Here's a part from an actual book that I'm reading, Joan Didion's The Year of Magical Thinking.  It's a book about the year following the death of her husband, and it. is. sad. It's sad in the way that some parts make it hard to swallow while I read, but it's told in a way that I still want to keep reading. I started to mark the parts of the text that especially resonate with me, but then I realized that I was marking everything. It all resonates. I love this next chunk because the beginning is something that I've already had to experience, and the second part is something that hope to some day. 
"It was part of what people did after a death, part of the ritual, some kind of duty. I began. I cleared a shelf on which John had stacked sweatshirts, T-shirts, the clothes he wore when we walked in Central Park in the early morning. We walked every morning. We did not always walk together because we liked different routes but we would keep the other's route in mind and intersect before we left the park. The clothes on the shelf were as familiar to me as my own."

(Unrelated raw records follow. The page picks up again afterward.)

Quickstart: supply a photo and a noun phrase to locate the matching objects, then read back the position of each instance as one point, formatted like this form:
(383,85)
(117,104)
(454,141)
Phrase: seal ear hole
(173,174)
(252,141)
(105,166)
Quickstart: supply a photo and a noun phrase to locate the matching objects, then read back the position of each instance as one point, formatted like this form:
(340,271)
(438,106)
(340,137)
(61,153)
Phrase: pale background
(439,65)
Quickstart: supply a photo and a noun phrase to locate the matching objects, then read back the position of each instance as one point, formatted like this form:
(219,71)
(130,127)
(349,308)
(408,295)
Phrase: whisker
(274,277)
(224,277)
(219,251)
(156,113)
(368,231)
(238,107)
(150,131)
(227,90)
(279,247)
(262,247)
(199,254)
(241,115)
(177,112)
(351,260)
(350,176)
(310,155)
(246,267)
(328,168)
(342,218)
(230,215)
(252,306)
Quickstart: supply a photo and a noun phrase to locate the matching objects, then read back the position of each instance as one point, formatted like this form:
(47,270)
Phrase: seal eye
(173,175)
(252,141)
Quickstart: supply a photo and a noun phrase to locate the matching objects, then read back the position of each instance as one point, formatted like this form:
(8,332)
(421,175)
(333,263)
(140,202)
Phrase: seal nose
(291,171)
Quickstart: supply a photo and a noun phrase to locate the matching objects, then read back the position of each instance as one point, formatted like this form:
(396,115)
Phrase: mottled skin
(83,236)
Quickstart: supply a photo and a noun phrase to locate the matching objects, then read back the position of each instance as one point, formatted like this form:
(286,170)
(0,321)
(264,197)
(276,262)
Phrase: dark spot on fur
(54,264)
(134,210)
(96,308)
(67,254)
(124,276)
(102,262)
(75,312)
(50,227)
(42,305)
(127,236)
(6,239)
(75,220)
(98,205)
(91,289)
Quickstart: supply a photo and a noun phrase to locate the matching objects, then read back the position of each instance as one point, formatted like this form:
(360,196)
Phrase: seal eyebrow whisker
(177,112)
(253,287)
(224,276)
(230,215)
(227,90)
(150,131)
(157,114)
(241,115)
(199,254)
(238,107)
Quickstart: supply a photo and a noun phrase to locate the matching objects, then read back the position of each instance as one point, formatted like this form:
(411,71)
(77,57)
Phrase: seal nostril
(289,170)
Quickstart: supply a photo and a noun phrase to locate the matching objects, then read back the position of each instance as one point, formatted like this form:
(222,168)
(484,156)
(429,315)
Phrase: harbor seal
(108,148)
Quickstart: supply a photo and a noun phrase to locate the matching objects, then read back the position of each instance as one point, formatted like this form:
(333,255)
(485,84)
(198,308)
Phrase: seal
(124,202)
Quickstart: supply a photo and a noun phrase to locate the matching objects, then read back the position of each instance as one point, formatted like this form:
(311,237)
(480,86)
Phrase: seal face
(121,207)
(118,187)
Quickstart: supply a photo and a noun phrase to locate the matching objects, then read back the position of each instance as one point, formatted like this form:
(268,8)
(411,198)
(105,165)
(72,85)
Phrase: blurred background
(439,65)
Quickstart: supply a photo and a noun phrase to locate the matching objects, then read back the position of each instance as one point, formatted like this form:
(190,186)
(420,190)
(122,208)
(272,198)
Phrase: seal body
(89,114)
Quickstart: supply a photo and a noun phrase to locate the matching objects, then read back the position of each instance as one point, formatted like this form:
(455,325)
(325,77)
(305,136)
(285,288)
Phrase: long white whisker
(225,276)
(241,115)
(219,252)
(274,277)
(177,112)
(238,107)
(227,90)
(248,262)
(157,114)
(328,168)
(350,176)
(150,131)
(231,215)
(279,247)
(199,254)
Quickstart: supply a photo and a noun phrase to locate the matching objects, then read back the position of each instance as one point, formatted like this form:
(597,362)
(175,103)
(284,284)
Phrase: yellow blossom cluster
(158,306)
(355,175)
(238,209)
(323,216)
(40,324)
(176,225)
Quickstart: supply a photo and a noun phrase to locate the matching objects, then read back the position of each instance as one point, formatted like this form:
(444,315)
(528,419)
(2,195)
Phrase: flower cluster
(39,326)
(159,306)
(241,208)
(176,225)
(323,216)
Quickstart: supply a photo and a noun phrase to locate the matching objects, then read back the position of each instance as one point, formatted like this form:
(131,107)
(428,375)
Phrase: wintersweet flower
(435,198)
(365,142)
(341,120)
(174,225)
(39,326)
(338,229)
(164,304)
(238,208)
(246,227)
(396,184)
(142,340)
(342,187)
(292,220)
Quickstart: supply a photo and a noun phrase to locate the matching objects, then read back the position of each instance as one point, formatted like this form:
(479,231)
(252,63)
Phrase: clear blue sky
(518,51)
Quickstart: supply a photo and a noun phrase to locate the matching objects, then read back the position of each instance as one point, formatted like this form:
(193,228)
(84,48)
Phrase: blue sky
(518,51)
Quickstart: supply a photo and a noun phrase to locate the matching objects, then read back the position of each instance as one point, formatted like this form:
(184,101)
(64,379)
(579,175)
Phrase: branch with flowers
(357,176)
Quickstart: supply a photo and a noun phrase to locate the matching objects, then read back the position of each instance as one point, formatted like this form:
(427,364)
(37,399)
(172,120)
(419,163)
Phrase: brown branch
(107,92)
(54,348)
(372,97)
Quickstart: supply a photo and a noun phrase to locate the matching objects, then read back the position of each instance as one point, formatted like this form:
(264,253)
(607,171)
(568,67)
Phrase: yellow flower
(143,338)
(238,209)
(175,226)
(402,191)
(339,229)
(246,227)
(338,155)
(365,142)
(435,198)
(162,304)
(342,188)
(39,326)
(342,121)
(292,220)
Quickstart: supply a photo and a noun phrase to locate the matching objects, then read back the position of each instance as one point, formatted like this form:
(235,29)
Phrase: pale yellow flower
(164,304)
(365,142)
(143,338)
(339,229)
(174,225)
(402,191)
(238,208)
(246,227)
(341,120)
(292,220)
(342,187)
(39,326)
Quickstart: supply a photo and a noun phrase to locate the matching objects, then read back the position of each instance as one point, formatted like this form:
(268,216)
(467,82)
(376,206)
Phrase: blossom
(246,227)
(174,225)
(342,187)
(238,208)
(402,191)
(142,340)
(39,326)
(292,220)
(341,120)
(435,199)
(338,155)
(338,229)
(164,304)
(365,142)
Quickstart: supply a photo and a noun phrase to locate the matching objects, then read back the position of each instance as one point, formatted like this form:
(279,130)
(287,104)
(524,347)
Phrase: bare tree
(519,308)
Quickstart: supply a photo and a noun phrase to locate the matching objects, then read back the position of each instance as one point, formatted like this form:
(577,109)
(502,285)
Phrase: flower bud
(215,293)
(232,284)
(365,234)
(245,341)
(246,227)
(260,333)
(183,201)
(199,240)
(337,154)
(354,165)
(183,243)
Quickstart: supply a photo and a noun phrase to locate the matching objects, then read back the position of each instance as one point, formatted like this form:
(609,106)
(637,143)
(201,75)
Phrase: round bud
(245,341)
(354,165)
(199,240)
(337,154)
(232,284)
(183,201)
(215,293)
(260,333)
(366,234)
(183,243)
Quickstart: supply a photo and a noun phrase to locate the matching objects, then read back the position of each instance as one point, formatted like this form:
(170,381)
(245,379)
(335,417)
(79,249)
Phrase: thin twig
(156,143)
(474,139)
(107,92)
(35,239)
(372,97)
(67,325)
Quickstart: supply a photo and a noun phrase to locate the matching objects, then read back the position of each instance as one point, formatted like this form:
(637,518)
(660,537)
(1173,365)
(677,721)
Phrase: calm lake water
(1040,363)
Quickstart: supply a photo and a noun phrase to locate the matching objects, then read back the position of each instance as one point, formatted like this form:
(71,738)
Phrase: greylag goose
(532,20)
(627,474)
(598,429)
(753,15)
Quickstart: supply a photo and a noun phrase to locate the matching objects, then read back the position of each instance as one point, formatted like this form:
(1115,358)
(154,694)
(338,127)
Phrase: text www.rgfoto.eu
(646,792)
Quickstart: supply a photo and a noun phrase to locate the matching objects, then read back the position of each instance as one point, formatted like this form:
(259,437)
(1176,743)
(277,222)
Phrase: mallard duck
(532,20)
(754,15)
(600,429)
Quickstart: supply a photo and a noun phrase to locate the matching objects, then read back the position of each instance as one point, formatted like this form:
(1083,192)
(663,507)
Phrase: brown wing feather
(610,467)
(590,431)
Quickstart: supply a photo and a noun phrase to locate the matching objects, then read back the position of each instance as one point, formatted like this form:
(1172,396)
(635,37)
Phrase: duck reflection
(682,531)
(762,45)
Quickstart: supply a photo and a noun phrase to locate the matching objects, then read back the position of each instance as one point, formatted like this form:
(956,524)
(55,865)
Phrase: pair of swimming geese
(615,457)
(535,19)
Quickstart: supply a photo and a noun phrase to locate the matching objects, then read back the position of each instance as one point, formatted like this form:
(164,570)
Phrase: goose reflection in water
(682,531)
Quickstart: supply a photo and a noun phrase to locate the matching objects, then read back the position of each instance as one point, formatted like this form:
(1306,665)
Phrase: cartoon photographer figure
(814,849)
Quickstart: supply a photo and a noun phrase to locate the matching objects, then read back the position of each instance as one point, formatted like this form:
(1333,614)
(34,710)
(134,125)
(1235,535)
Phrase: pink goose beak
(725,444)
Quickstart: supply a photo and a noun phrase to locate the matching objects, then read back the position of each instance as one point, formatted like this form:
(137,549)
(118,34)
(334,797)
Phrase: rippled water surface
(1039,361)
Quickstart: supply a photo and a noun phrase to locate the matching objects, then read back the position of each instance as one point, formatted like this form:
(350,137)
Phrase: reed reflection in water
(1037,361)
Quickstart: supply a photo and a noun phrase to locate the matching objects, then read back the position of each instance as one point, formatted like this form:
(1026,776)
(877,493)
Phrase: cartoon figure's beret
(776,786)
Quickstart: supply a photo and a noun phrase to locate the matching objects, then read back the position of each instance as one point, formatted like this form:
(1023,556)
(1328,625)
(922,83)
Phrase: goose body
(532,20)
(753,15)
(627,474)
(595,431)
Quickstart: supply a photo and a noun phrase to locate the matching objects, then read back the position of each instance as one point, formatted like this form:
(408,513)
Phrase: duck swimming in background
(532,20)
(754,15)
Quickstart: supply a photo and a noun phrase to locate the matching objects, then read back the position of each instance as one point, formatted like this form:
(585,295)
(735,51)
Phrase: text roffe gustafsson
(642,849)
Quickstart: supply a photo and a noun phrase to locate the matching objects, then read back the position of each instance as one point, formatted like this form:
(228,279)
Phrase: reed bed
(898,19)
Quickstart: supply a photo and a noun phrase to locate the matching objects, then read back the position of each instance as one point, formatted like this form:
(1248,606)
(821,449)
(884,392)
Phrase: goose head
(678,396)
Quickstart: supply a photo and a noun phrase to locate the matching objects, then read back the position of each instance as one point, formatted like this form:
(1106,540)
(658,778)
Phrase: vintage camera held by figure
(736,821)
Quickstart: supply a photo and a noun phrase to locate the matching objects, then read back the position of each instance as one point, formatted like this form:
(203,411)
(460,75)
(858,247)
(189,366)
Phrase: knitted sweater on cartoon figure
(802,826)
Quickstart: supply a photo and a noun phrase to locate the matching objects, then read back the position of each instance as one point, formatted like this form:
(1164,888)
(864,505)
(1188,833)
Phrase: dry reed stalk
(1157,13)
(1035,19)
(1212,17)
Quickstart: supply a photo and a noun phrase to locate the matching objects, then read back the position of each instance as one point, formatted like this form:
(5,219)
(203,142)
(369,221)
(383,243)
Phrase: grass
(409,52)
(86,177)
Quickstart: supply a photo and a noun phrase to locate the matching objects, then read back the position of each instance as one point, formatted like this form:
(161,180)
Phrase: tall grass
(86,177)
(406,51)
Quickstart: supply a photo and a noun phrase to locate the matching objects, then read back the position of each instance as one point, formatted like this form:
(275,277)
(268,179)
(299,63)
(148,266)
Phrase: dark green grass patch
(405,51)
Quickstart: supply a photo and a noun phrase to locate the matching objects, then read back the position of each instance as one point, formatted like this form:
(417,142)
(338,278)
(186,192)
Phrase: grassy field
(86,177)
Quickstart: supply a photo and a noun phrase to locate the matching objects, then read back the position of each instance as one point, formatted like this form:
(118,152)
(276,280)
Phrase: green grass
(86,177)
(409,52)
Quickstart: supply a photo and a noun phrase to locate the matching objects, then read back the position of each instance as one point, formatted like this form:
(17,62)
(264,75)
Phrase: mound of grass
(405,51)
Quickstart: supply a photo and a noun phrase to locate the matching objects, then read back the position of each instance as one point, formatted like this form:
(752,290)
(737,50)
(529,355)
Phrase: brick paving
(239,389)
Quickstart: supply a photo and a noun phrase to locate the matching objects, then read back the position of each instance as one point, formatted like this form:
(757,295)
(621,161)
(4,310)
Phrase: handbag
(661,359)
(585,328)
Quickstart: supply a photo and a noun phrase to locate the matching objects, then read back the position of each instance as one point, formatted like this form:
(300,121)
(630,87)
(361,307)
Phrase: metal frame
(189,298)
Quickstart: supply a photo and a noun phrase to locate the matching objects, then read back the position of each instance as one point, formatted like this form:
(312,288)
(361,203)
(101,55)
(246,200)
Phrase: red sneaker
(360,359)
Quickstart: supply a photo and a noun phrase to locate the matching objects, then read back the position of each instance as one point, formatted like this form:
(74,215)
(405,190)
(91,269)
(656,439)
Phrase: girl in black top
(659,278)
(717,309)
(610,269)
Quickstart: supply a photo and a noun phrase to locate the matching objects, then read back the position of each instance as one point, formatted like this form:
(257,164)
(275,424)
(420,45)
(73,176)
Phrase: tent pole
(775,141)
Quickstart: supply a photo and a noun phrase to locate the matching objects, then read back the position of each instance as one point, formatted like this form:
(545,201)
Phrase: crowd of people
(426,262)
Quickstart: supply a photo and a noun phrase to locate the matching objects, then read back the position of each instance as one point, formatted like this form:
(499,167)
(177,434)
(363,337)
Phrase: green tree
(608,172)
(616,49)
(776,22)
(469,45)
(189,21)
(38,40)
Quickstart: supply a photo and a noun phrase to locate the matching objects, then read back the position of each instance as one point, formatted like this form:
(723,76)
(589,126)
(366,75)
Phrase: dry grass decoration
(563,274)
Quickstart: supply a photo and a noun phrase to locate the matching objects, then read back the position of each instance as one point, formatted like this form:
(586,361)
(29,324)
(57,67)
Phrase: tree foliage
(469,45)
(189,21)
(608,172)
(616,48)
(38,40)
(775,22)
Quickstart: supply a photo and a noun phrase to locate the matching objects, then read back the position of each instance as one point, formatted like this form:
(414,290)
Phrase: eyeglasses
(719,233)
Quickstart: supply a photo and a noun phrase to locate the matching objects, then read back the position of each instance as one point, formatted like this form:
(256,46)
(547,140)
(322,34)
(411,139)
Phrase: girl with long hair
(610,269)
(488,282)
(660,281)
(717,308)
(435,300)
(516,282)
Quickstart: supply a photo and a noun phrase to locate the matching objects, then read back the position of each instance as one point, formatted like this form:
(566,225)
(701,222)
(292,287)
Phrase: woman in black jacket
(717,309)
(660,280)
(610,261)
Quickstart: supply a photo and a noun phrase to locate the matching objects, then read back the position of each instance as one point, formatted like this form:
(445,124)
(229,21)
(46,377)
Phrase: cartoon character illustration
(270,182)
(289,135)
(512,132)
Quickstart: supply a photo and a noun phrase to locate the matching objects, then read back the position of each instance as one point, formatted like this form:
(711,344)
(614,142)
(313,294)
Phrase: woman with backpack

"The Hard-Won Lessons of the Solitary Years" is the title of the Modern Love essay in the Times a few weeks ago. It's written by Sara Eckel, and I don't know this woman at all, but I feel like she wrote this just for me. She was single for most of her life, and then writes this hopeful piece about how valuable all those years were, and how she ended up exactly how she wanted to. It made me feel good about where I am and where I'm going. And that is hard to do under 1600 words.
"Most important, I’ve realized I never needed a long boyfriend résumé for the experience. In the 20 years before I met Mark, I learned a lot of hard lessons: how to be a self-respecting adult in a world that often treats single people like feckless teenagers; how to stand at cocktail parties while my friends’ in-laws asked me if I had a boyfriend; how to have warm, friendly dinners with strangers I had met online as we delicately tried to determine whether we could possibly share our lives together; and how to come home to an empty apartment after a rotten day at work.

I realize these less-than-giddy examples may conjure up those deadly words: “desperate” and “pathetic.” But I wasn’t desperate. If I had been desperate, I would have settled for a relationship I felt ambivalent about because I was afraid to be alone. Instead, I learned to relax into the open space of my quiet home and unknown future. I also learned there is a difference between feeling something unpleasant (loneliness, longing) and being something shameful.

Being a single person searching for love teaches you that not everything is under your control. You can’t control whether the person you’ve fallen for will call. You can’t force yourself to have feelings for the nice guy your best friend fixed you up with. You have no way to know whether attending this or that event — a co-worker’s art opening, a neighbor’s housewarming — will lead to the chance encounter that will forever alter your life. You simply learn to do your best, and leave it at that.
Relationships are work, but so is being single, and I became pretty good at it."